0
votes

I trained a penalized regression model using R's glmnet package, and X constructed using a sparse.model.matrix with a formula of "~ . * (var1)" to get every term from my data and an interaction with var1:

X3 <- sparse.model.matrix(object = ~.*(var1), data = X)[,-1]

cv_lasso  <- cv.glmnet(x = X3, y = Y3, 
                       alpha = 1,
                       nfold = 10,
                       family = "binomial",
                       nlambda = 100,
                       lambda.min.ratio=0.001,
                       type.measure="auc",
                       keep = TRUE,
                       parallel = TRUE)

Now, I'm trying to predict on a couple of data points, but when converting the newX to a model.matrix to use with predict.glmnet(), like below:

X_pred <- sparse.model.matrix(object = ~.*(var1), data = X_holdout)
predict(object =  cv_lasso,
        newx = X_pred,
        s = "lambda.min")

But I get the following error:

Error in contrasts<-(*tmp*, value = contr.funs[1 + isOF[nn]]) : contrasts can be applied only to factors with 2 or more levels

I believe this might be caused by a couple of columns from X_holdout that are basically constant (which is correct since I'm trying to predict now, I already trained successfully).

How can I avoid this problem? My understanding is that, since I trained my model using interactions, I have to create a model matrix with the same interactions in my predictions.

1

1 Answers

0
votes

Found the root of my problem: some of the prediction X columns were constant, since the holdout data is significantly smaller than the training data.
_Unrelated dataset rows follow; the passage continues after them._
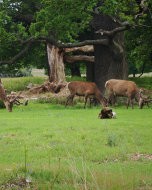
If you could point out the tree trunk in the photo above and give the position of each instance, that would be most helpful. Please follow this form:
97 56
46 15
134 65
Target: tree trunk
56 64
75 70
109 60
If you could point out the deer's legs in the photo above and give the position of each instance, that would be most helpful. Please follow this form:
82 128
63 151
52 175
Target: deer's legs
69 98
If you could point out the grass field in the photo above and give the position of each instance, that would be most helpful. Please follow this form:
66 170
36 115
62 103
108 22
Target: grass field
54 147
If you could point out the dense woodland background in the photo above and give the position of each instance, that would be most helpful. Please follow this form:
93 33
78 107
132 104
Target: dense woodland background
120 33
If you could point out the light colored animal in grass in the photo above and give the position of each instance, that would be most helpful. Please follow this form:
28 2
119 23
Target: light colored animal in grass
116 87
86 89
8 100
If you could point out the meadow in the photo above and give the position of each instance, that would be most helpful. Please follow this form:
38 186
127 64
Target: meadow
54 147
47 146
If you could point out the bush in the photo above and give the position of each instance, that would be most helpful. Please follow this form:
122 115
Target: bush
19 84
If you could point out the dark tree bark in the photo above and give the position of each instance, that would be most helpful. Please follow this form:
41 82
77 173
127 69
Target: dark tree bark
75 70
109 60
56 65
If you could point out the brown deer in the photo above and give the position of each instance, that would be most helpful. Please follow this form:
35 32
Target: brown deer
86 89
115 87
8 100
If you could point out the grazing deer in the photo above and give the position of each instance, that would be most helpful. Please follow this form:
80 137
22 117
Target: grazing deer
85 89
115 87
8 100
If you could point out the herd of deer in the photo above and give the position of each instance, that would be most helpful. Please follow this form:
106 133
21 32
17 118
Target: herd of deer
88 90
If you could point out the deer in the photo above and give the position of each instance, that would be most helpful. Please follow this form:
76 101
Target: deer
143 99
9 100
86 89
116 87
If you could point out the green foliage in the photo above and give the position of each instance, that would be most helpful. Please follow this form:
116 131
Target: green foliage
144 82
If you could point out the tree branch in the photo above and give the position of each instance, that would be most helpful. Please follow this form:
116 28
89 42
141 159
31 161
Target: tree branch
16 57
125 26
76 58
87 48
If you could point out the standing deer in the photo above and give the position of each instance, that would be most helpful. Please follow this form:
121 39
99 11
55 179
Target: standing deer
115 87
86 89
8 100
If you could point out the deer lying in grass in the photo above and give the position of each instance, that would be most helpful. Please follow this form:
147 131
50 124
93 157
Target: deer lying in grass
8 100
85 89
115 87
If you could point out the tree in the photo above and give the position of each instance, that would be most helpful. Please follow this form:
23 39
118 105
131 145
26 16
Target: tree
59 23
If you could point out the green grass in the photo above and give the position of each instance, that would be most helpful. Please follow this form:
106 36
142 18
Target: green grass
70 148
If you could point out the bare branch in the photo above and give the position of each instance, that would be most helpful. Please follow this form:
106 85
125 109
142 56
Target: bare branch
16 57
114 31
87 48
76 58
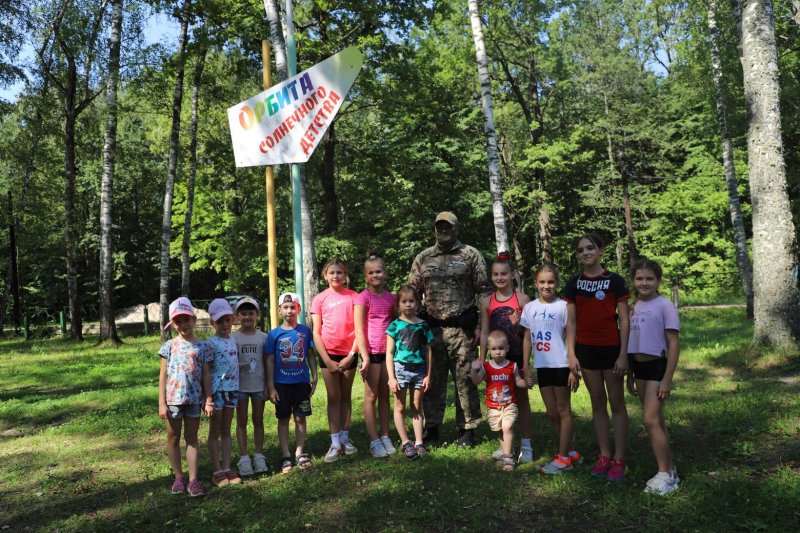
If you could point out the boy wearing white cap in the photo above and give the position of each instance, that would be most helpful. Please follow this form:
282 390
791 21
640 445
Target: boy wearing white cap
225 387
291 378
252 385
184 390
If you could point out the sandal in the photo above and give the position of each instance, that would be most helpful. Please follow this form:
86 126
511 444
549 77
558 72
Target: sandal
304 460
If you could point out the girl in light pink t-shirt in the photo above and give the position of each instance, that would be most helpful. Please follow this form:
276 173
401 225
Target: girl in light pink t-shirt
653 349
335 341
374 311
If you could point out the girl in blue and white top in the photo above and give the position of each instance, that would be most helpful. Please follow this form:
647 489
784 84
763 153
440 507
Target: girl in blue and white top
545 322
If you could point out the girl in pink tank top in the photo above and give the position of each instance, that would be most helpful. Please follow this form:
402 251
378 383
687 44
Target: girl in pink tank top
501 311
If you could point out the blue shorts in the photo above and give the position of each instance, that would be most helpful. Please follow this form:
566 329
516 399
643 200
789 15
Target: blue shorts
229 399
176 412
244 396
410 374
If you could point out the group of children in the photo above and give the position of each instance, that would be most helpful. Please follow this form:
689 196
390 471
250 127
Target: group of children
591 334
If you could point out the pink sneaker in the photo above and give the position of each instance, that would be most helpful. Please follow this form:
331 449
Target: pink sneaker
617 470
178 486
601 468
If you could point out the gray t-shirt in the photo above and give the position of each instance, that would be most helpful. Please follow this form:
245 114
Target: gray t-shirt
251 360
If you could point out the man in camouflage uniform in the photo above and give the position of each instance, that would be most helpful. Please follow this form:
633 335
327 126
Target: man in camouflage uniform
449 276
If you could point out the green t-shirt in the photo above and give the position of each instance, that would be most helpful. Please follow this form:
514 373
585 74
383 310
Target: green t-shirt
410 341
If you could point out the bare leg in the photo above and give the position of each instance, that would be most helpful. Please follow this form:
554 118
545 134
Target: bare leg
400 415
597 395
371 388
241 426
615 385
333 389
173 445
191 426
653 410
258 425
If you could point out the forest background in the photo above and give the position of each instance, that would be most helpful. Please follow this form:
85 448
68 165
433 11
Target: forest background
588 96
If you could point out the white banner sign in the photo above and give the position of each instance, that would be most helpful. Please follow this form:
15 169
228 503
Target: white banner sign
285 123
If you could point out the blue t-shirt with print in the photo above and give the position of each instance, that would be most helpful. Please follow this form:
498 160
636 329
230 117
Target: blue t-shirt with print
290 348
225 368
410 341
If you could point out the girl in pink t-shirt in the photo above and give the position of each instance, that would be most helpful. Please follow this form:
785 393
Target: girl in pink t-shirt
373 312
335 341
653 349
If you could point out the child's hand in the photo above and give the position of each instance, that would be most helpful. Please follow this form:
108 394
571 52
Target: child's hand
621 365
573 382
631 386
664 388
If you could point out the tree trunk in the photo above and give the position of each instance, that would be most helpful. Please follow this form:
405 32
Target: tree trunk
330 204
495 186
775 295
735 207
108 327
172 166
187 223
311 282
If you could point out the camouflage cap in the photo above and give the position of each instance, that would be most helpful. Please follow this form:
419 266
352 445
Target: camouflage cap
448 217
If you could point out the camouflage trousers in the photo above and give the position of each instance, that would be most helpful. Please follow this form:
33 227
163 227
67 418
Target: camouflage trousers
453 353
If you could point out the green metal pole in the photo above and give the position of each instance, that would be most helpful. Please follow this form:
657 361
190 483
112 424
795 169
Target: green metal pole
297 178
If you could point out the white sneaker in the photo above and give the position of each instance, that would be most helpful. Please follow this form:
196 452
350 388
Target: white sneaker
245 466
333 454
349 449
377 449
260 464
663 483
387 444
526 454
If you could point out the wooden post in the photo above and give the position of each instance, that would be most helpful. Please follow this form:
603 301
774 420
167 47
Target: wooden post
270 186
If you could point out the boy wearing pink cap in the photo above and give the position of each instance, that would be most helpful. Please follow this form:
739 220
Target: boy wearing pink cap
183 385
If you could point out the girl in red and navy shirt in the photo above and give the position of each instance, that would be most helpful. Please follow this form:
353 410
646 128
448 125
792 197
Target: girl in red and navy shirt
597 343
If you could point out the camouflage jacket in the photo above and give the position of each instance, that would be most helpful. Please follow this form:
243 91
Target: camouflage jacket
450 282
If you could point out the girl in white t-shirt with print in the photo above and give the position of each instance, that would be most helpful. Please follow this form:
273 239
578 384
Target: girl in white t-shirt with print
545 323
653 350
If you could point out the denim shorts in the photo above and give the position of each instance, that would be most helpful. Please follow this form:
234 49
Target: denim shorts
244 396
228 399
176 412
410 374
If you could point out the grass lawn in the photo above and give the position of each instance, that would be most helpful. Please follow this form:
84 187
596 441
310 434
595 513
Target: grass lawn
82 448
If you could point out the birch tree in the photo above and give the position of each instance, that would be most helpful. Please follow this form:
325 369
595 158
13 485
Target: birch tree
775 296
108 327
172 167
745 266
495 185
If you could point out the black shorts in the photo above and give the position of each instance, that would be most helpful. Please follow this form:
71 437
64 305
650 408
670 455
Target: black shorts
339 359
552 377
295 398
653 370
596 357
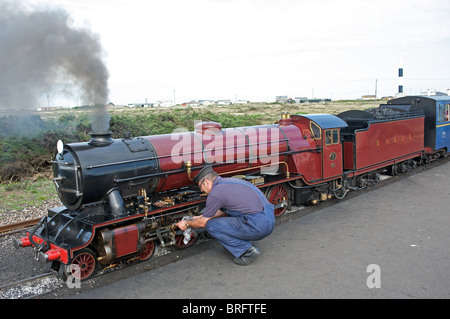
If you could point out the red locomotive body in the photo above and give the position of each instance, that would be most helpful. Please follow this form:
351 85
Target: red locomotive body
122 197
379 144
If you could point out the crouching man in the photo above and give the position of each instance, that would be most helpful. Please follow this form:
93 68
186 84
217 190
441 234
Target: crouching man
248 214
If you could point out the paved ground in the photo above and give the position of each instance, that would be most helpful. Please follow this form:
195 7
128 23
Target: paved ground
396 237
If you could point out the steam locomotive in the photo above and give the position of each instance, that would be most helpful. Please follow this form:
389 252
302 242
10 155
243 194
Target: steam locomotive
123 196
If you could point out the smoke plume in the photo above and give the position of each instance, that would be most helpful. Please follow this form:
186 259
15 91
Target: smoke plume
39 50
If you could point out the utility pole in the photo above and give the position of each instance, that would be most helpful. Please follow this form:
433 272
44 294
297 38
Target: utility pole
376 88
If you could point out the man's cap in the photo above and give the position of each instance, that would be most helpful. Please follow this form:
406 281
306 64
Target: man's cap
202 173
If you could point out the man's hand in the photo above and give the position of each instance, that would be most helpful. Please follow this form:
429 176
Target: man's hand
181 225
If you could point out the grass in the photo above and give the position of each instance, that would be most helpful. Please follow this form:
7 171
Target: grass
17 195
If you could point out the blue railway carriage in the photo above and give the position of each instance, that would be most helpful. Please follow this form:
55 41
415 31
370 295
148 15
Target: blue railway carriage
437 120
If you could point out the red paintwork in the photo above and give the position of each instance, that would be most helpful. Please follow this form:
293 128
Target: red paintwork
55 250
125 240
384 141
233 149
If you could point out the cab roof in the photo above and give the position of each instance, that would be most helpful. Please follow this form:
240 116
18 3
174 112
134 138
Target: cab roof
325 121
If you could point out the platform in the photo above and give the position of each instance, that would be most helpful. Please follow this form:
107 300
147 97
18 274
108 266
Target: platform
392 242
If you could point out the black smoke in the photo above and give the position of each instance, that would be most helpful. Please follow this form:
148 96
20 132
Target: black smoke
40 49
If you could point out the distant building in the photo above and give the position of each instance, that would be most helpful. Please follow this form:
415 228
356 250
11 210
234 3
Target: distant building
281 98
223 102
430 92
49 108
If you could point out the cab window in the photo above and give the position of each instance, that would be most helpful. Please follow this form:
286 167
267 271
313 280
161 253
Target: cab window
443 113
332 136
316 131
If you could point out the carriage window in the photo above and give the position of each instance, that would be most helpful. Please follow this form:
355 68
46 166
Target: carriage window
331 137
443 113
335 136
328 139
316 131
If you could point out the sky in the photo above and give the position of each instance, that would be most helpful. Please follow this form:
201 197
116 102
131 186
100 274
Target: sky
258 49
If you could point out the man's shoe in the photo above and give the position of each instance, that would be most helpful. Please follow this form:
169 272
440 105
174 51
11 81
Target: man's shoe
246 258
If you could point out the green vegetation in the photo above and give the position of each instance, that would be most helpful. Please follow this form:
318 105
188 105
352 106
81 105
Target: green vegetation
15 196
28 143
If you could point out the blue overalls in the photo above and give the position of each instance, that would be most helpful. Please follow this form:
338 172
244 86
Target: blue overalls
236 230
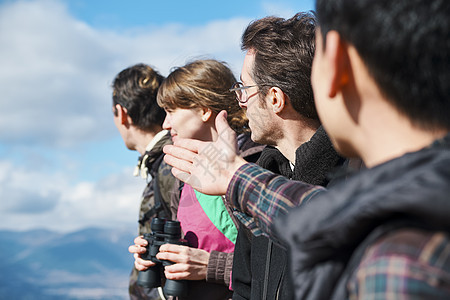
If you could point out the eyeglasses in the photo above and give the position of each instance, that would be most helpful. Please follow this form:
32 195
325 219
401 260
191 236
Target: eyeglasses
240 89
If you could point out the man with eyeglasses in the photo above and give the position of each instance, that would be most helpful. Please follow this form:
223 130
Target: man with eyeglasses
277 96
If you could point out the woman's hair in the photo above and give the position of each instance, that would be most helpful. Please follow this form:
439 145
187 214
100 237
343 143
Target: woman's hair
203 84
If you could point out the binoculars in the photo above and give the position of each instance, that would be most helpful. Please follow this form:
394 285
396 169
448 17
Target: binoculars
163 232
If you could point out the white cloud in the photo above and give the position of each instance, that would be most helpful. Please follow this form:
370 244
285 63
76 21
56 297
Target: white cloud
32 199
56 71
55 74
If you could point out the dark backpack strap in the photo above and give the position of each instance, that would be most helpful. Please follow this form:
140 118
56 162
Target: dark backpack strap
267 269
160 208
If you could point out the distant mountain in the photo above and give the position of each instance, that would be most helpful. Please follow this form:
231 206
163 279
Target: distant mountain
88 264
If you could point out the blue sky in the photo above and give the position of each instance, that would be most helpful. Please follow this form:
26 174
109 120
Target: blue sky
63 165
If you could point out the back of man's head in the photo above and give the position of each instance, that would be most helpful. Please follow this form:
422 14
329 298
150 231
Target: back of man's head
135 89
284 51
405 45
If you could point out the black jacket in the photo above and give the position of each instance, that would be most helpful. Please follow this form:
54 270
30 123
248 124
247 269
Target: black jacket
338 225
260 267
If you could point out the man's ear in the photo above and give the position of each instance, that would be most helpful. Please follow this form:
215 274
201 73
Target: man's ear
278 99
122 114
338 62
206 114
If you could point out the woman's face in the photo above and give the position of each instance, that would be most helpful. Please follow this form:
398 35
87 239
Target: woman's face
187 123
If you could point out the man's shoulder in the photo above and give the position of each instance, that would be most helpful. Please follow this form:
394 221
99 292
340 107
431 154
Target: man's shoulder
408 261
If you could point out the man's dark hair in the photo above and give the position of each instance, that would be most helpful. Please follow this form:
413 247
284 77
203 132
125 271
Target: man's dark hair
405 45
284 51
135 89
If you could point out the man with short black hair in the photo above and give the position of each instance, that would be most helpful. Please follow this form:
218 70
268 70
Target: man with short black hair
277 95
382 89
139 120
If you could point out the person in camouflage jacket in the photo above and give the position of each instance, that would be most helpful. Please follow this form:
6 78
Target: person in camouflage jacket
139 119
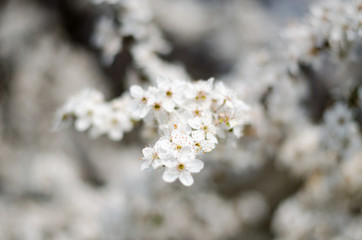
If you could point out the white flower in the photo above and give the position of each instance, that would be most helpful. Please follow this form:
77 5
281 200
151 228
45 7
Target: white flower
206 125
201 143
85 113
182 168
180 140
152 157
199 93
171 91
140 104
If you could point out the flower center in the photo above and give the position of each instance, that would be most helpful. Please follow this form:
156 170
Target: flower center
90 113
157 106
181 166
114 121
201 95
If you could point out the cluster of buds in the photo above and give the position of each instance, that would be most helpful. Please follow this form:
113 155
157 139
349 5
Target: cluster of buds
190 117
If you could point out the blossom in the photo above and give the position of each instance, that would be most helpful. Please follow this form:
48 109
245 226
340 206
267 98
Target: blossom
182 168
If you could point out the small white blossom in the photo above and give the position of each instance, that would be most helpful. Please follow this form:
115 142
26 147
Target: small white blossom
182 168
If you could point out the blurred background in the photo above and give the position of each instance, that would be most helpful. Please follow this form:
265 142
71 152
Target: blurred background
65 186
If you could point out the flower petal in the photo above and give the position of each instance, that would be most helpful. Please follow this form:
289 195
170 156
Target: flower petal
136 91
186 178
195 165
82 124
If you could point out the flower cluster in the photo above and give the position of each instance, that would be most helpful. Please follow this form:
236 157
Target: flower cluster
190 118
333 25
89 111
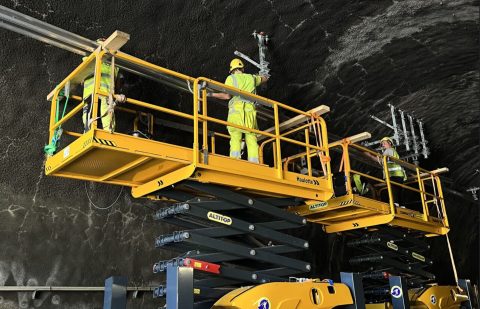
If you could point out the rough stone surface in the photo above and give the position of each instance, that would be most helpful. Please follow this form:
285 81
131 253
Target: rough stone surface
355 57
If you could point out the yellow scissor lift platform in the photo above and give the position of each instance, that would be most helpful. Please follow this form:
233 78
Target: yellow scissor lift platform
351 210
148 165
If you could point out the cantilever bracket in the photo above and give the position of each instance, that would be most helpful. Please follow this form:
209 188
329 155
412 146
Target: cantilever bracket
164 181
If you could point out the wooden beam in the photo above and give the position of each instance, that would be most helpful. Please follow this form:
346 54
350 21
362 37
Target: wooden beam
295 121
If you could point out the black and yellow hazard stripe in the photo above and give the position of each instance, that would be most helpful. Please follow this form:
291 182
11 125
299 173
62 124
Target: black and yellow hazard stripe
345 202
104 142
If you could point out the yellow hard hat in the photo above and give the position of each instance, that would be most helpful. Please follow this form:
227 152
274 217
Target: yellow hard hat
386 138
236 64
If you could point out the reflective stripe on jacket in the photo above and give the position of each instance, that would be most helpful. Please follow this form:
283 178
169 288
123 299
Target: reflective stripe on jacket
241 110
394 169
104 81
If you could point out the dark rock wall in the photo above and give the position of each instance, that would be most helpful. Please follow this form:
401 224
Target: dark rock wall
355 56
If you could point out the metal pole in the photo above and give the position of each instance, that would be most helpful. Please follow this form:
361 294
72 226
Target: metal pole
425 151
394 123
414 138
405 131
115 296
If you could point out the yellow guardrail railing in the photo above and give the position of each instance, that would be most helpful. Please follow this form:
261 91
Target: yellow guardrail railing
424 184
199 117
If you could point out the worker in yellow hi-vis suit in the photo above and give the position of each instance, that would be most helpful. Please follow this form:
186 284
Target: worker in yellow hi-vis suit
107 118
241 111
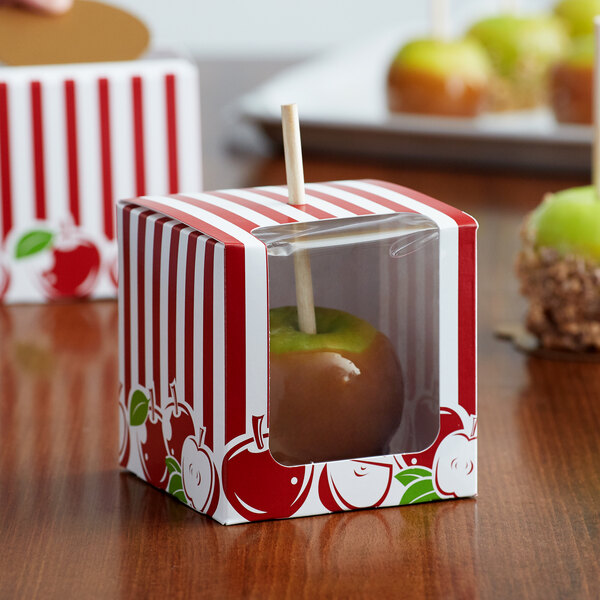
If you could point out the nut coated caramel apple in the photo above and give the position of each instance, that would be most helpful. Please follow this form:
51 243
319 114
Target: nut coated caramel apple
334 395
572 83
439 77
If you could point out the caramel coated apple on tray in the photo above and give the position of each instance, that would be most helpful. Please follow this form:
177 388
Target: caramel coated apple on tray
335 394
559 271
439 77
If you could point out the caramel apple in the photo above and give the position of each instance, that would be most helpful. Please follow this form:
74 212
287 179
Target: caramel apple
334 395
559 270
522 51
439 77
572 83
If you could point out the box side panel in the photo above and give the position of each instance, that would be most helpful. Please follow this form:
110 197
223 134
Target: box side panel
71 143
168 438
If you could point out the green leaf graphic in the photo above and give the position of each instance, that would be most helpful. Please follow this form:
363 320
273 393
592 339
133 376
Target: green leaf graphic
172 465
138 408
176 487
409 475
419 486
33 242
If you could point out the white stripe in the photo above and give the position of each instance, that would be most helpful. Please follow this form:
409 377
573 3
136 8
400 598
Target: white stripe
149 266
180 323
88 146
198 330
448 287
133 295
219 349
332 209
55 152
237 209
257 334
162 323
187 94
120 294
369 205
121 136
199 213
21 153
155 134
281 207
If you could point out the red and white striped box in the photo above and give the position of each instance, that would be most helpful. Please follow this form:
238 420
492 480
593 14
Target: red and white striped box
73 140
194 353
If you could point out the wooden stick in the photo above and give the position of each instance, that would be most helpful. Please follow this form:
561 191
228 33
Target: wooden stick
596 97
439 19
295 180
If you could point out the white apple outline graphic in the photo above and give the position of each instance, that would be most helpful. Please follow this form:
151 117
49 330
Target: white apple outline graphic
359 483
454 472
197 472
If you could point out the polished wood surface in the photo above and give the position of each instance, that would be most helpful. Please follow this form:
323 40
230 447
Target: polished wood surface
73 524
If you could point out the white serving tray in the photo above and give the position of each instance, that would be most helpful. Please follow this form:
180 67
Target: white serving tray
342 106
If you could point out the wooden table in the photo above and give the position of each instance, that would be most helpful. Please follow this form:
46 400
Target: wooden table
73 524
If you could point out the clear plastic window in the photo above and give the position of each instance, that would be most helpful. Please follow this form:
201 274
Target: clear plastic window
367 384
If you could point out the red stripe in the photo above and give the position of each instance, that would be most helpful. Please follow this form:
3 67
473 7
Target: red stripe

To fix this, I needed to use the "xlevs" argument in creating the sparse matrices for both the training data and the prediction data, and both with the same xlev.

In case you don't know what "xlev" is, it's basically a list of character vectors that indicate the levels to use when expanding factor variables into dummy/one-hot columns. This way, even if you have a column with only 1 value, sparse.matrix.model() can understand that there are more levels, it's just that they are not present in the data. This argument will also help you make sure that both the training and prediction matrices have the same number of columns, which is important for predict.glmnet()